Saturday | July 23, 2005 | 9:02 AM
The Destruction of Lower Manhattan

'327, 328, and 331 Washington Street, between Jay and Harrison Streets' by Danny Lyon.

In 1967, more than 60 acres of buildings were demolished in Lower Manhattan to make way for redevelopments including the World Trade Center, a process documented in photos by Danny Lyon now on exhibit.

I walked over to the Museum of the City of New York this afternoon and checked it out. I’d never been to this museum before and after having been to the park and the dog run named after him, it seemed serendipitous that there should be a larger-than-life statue of DeWitt Clinton standing outside, rebuking me stiffly for poking fun at him.

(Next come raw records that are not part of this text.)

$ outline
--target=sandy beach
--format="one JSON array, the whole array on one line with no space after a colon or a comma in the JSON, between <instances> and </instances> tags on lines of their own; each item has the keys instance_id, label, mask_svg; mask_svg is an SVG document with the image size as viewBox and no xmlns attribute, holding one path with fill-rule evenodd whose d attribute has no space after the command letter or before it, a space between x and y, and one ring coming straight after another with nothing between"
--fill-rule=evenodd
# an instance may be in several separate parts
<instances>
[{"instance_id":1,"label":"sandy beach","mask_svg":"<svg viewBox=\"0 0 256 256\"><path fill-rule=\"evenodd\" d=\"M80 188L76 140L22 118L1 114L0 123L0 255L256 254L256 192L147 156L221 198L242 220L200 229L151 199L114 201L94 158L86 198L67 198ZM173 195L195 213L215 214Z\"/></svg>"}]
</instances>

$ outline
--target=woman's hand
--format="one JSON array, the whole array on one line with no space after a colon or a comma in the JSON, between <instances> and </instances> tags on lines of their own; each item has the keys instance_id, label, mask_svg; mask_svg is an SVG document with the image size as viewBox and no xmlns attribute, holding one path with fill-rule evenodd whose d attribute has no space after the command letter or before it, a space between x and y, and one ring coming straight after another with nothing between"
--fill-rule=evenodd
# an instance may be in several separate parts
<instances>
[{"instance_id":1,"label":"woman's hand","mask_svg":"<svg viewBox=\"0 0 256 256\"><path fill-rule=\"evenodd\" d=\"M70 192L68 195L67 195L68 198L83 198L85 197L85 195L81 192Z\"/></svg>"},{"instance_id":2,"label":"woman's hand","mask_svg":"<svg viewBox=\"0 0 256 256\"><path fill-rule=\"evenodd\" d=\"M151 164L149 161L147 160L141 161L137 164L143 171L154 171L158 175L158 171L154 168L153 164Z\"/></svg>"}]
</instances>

It’s one of those museums that used to be an old house, handsomely built of red brick, renovated and well-kept, with pleasantly creaky floors. On my way to it, a few blocks south, I walked past the Guggenheim and noticed it was swarming with summer tourists, so I feared equally dense crowds at the city museum. But the there were only a handful of elderly patrons that looked as if they could die at any moment and become part of an exhibit.

The museum’s motto is a quote by Abraham Lincoln that begins, “I like to see a man proud of the place in which he lives,” a stark contrast to the Lyon exhibit. I don’t know what was in the water in New York City in the ’60s, but I don’t want any of it. In addition to the vast swaths of chiefly 19th century buildings leveled below Canal Street, you’ll recall from a recent entry that the elegantly original Penn Station was razed in 1963.

I imagine many of these buildings were beyond repair and had to go. Others, Lyons suggests, were architecturally and historically significant, torn down at a terrible loss. For instance, at 258 Washington St., on the northeast corner of Murray Street, was the first cast-iron building erected in New York (1848) and possibly the oldest cast-iron building in the world. It was demolished.

Lyon risked limb by sneaking into structurally unsound buildings to photograph their interiors, surprised that some still seemed to have people living in them or people who had been recently evicted. His photos document empty Coke bottles in a kitchen, a child’s bedroom containing deflated balloons and an artist’s loft with some sketches strewn on the floor. He photographed the foremen and their crews, too, known as “house wreckers,” looking weary but determined.

The exhibit’s title, which Lyon chose in the ’60s, is the eerily prescient The Destruction of Lower Manhattan, and the exhibit hints at the irony that a grand neighborhood was destroyed to build the Twin Towers. For me, the exhibit illustrated the line between preservation and renewal. The photos, posted mostly without commentary, seem to speak obliquely against renewal. (Lyon is more direct in his convictions, claiming in a recent interview with The Village Voice that the U.S. is committing “architectural suicide” through renewal.) But renewal seems to be an unstoppable fact of New York as a whole and Lower Manhattan in particular. One fact I learned from the exhibit, for example, is that West, Greenwich and Washington Streets are all built on garbage. They became streets when they were surveyed as such in 1723. Prior to that, they were all underwater.